Unique Device Identity
A unique device identity is the product design that lets a device prove it is genuine, distinguishable from other devices, and entitled to access the services, updates, commands, data, and support paths assigned to it.
For connected products, identity is not just a certificate. It is the link between hardware, provisioning, onboarding, authentication, secure updates, fleet management, vulnerability response, support, and evidence.
Use this page to define how each device proves what it is, how that proof is anchored, how operational identities are issued and retired, and what records show the identity model is working in production.

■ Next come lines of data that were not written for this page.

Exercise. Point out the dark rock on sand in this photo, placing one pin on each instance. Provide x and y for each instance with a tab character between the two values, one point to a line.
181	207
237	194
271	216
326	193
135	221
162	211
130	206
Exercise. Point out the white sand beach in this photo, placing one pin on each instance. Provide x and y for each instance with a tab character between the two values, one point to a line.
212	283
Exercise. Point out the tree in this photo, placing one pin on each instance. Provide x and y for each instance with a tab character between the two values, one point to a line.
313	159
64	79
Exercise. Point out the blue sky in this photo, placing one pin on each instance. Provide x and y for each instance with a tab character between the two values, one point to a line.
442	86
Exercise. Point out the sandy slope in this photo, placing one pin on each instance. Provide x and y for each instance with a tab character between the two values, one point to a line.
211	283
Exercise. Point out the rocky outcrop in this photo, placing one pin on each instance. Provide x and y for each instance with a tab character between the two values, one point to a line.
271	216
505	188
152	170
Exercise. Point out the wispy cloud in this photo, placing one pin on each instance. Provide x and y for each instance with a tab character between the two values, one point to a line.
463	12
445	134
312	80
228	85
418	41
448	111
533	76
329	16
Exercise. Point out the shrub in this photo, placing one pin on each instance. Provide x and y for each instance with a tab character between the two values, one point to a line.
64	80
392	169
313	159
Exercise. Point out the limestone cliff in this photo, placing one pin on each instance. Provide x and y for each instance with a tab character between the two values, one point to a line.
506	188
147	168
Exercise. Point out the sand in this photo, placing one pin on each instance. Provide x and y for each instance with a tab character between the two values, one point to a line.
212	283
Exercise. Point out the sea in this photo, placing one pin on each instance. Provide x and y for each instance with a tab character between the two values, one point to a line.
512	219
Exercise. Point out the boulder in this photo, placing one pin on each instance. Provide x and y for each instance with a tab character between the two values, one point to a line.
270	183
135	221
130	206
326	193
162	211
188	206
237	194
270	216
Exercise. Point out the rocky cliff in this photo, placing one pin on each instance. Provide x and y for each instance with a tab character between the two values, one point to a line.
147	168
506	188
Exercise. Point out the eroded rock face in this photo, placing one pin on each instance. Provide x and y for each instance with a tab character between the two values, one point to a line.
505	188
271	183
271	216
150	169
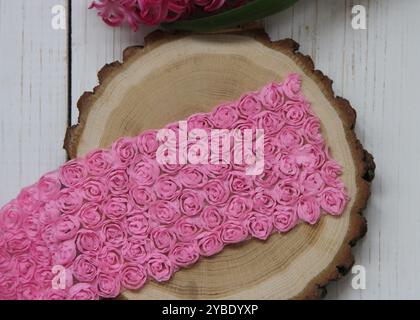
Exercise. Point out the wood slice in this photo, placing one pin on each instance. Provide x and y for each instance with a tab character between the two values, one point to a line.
175	76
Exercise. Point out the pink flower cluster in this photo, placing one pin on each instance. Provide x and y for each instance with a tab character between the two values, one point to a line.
155	12
117	218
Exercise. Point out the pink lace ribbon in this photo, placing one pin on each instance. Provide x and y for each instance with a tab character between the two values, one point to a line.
116	218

This page is engineering guidance. It supports secure-by-design planning and technical documentation, but it is not legal advice or a conformity assessment.
Use This Page When
Use this page when you need to:
- decide whether each product unit needs a unique identity;
- define the difference between hardware root identity and operational identity;
- design device onboarding, cloud authentication, local pairing, or customer enrolment;
- avoid shared secrets, cloneable identifiers, and unauthenticated devices;
- connect identity to secure boot, key provisioning, OTA updates, logging, support, and evidence;
- document identity lifecycle states such as manufactured, provisioned, activated, transferred, revoked, returned, repaired, or decommissioned.
Identity Design vs Key Provisioning
Identity design and key provisioning are closely linked, but they answer different questions.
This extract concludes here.